Cops ★★★★½

Leave it to Buster Keaton to invent that niche ACAB sub-genre of film.

Over one hundred years old this two reeler is, but it's a pretty perfect example of what made Buster such a two-reel legend. This one here is an almost perfect mixture of Buster running amuk with magic energy, that "gosh wow" stunt work that takes your breath away, the usual artful and even timely gags filtered throughout, but it's the gnarly way in which he and Edward F. Cline give this a tone of Kafka-like oppressiveness, of the nature of hopeless ensnarement, (this almost assuredly is because this was filmed amidst Fatty Arbuckle's rape-murder trial) that starts from the opening seconds and carries through to the hat-adorned headstone appearing at the end that makes it stand out and above so many great Keaton shorts. I have always been fully engaged and entertained, but I found myself fascinated by the philosophically adept way in which this particular film engages its main character and thusly how we, the audience, engage with him and his ultimate fate.

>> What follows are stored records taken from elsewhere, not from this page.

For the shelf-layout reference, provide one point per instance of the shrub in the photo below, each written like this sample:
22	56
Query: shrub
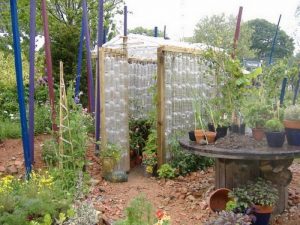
274	125
230	218
292	112
166	171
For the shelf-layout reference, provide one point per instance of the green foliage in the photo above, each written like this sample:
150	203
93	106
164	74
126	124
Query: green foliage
138	131
231	205
292	112
218	31
262	192
257	114
231	218
262	39
139	212
22	202
166	171
149	154
274	125
186	162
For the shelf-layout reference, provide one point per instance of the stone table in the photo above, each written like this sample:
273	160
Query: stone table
234	167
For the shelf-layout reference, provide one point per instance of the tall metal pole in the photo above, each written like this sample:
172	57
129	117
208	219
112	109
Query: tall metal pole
49	64
20	88
100	42
89	58
31	76
237	31
274	41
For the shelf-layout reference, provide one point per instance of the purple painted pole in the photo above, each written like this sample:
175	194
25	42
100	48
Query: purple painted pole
31	77
100	42
125	20
89	58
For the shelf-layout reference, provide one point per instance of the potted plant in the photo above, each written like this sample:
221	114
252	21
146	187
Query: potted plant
292	124
231	218
110	156
256	117
275	134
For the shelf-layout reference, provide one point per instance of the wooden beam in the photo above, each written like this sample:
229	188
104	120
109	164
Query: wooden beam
160	106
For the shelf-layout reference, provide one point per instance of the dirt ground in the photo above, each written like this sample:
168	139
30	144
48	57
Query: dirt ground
184	199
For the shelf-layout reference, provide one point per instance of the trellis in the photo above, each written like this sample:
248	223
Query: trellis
183	75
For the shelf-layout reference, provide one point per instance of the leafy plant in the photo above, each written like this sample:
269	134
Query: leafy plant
292	112
230	218
257	114
139	212
274	125
263	192
166	171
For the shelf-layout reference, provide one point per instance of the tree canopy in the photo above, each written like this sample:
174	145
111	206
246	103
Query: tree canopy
262	39
218	31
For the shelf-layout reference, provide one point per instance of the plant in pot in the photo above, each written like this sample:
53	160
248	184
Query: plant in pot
275	134
110	156
292	124
256	117
264	196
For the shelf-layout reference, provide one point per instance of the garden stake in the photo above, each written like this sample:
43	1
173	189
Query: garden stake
19	78
64	123
31	77
79	64
100	42
49	65
89	58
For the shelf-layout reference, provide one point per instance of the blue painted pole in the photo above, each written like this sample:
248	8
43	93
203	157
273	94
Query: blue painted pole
31	76
79	62
155	32
89	58
100	43
274	41
20	88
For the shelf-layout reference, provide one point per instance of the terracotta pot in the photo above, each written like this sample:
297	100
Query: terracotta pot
263	209
210	136
292	124
199	135
218	199
258	134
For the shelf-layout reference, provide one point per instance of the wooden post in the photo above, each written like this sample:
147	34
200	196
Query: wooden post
160	106
102	98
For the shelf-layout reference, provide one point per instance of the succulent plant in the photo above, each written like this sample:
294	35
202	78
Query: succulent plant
230	218
292	112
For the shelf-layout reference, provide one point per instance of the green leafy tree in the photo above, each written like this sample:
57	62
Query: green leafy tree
262	39
218	31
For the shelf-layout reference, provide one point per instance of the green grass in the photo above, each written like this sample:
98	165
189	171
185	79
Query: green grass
9	129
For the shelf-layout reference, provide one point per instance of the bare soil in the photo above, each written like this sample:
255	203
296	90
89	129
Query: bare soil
184	199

Plot was always superfluous to Buster Keaton, nothing but a canvas for him to paint on, and paint so very vigorously at that. This one here is one of his greatest pieces of work among so many masterpieces because the melancholic nature of it isn't anecdotal like other of his can be at times, but is actually treated as kind of stone cold fact that is turned right around on the audience to see how exactly they will respond to being challenged the way they are here.